Another thing that’s very important in terms of attitude is, in my view, not to be a perfectionist, not to get frustrated, not to expect to remember anything and to accept the fact that at first everything is very foggy, whatever you learn you forget, you stumble when you try to speak and you don’t understand no matter how many times you listen. None of this should bother you, it’s part of the process. 

 

Attitude wise I think the thought that if you are exposing yourself to the language, if you are listening and reading, putting in the effort, you are going to improve. The brain learns all the time. The brain learns all the time. There are things that we can do to help it learn, but it learns all the time so you need to have that confidence that you are learning and not to get frustrated. The brain learns all the time, but it learns slowly and so we have to be patient with the brain. The brain takes it time to learn. 

 

So all of those attitudinal things, cultural weightlessness, you know many people resist the language.

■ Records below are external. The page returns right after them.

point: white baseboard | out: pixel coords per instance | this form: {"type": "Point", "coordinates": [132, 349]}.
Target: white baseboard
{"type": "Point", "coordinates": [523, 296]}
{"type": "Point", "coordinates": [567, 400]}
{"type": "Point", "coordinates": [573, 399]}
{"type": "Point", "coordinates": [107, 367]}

How many times do I hear people say well, why do they say it that way in that language or people who will deliberately translate sayings or expressions from their own language. They think it’s clever to translate say this into English or if it’s an English expression translate it into French, but you have to leave that behind. You have to leave your own language behind. You have to imitate the cultural behavior of this other group. The further away you get from your own language the better. I mean you need the language for the dictionary and stuff like that. 

 

All of these attitudinal things, that is like 70% of the battle. Cultural weightlessness, confidence, not allowing yourself to be frustrated, not resisting the language, not asking a bunch of questions all the time, why do they say it this way, why do they say it that way and trusting your brain. The brain will learn if you give it enough time and exposure, but recognizing that the brain learns slowly and, of course, enjoying the course.

 

The three feet of the tripod are attitude, time and noticing, so in my next video I will talk about time. How do we find the time and we need a lot of time. So thanks for listening, bye for now.